Deduplication strives instead to discard multiple copies of a common datum; a single copy is stored and extra copies only reference to the original.

Storage efficiency functions are at the heart of every cloud system, and constitute one of the central reasons for the appealing economy of scale of cloud systems. Cloud service providers take advantage of deduplication and compression mechanisms to minimise their storage needs and therefore, their expenditures. Thus, it is very important for TREDISEC solutions not to hinder the deployment of such mechanisms and to work seamlessly on top of them. While storage efficiency is a very important requirement for cloud services, it is more crucial to enable it for the file sharing use-cases.

By possessing very powerful machines and using parallelization techniques cloud service providers are able to operate on huge amount of data very fast. It follows that TREDISEC security services should maintain this low cloud provider’s latency by making sure that the implemented security services do not add too much complexity to the cloud environment. This requirement is derived from the use-cases dealing with the big data services.

The owner of outsourced data should be given the possibility to control who accesses her data and how. More specifically, the data owner should be allowed to share the ownership of her data, give read/write rights to users of her choice and finally revoke such rights at any point in time. Therefore, we envisage in TREDISEC to develop mechanisms for access policy enforcement. Given the multi-tenant nature of file sharing use-cases, they require solution that control and regulate data access.

Since the cloud provider possesses plenty of computational resources that the lay customer does not, it can perform complex operations on data very fast. This encourages customers not only to outsource storage but also to outsource data processing. To facilitate the adoption of TREDISEC security services, we should focus on how to reconcile existing data processing functionalities and the pressing requirements of data confidentiality and computation integrity.

We note here that this requirement is more related to the use cases dealing with big data storage and secure processing services, since, for the case of file sharing services the cloud provider is only supposed to store the data.

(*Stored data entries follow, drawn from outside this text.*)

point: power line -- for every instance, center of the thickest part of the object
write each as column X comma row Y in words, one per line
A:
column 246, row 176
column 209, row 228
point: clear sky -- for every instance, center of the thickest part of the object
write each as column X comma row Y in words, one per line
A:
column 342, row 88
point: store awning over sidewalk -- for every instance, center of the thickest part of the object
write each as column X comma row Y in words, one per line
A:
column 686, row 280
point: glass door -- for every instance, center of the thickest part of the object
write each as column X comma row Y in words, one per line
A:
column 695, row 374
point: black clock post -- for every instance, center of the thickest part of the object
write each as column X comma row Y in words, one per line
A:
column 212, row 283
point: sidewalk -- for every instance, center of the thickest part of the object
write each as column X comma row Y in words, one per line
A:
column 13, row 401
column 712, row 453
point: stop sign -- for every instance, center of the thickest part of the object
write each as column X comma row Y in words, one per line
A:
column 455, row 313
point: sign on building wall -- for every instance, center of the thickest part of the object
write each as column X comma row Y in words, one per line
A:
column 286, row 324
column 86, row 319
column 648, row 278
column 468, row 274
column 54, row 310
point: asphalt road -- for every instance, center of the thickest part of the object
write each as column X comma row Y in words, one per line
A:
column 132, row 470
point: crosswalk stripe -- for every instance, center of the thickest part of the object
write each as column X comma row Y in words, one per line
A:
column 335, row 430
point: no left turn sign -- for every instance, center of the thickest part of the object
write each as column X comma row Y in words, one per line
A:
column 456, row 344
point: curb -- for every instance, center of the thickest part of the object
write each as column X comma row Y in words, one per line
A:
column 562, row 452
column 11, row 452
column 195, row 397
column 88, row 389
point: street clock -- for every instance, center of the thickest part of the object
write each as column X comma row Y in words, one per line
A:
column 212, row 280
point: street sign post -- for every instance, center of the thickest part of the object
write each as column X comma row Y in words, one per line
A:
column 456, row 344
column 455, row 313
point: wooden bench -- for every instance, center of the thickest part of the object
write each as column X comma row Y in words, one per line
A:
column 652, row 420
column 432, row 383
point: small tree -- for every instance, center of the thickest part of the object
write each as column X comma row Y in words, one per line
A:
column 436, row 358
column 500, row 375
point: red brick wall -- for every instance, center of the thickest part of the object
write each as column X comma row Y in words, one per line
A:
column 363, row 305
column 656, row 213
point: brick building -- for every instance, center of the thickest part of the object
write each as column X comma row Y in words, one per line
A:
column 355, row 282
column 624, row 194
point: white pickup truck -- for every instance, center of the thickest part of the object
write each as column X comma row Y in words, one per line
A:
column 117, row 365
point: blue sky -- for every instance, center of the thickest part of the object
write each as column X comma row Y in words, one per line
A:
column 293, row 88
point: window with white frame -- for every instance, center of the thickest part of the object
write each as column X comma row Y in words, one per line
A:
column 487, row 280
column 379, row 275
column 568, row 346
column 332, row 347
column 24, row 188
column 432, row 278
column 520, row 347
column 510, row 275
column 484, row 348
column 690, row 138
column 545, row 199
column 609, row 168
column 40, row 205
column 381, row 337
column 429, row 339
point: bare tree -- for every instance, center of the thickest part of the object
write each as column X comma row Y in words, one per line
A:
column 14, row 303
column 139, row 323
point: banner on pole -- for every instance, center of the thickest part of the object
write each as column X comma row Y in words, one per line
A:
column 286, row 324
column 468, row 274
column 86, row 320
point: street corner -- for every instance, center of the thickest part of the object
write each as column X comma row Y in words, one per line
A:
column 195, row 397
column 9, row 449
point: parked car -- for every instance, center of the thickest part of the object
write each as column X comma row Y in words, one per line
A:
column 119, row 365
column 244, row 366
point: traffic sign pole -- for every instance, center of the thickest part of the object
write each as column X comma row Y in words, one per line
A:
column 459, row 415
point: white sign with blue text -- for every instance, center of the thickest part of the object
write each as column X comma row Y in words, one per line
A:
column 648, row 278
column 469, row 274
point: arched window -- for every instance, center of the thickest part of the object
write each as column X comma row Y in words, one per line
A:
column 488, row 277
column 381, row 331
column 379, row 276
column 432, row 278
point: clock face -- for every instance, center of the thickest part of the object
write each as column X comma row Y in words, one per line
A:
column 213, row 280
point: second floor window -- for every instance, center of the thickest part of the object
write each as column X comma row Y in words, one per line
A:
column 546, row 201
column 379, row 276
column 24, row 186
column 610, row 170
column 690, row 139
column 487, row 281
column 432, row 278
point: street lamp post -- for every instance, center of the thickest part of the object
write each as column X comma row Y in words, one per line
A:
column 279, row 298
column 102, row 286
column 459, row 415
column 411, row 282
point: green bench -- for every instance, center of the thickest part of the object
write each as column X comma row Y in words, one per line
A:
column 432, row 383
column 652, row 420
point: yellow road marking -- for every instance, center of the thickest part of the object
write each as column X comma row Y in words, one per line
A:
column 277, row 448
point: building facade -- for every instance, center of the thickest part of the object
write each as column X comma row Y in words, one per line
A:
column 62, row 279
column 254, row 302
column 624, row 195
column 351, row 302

Most of the data outsourced to the cloud is prone to changes. Such changes include appending new data, modifying chunks of existing data, or deleting parts of the outsourced data. Besides the classical challenge of synchronization that cloud service providers should solve when multiple users update outsource concurrently, we should also ensure in TREDISEC that our security mechanisms work seamlessly in the presence of dynamic data. Namely, a cloud customer should not be impelled to download her (entire) data to perform a small change. Ideally, this requirement should be met in all the TREDISEC use-cases. However, in TREDISEC we prioritise the file sharing use-cases.

An important requirement that cloud service providers must meet is the requirement of data availability. Availability assures the cloud customer that she can download her (entire) data at her convenience. Although in the use-cases for big data storage and secure processing, the cloud customer is not supposed to ever download her data, we believe that in TREDISEC this requirement should be met for all the use-cases.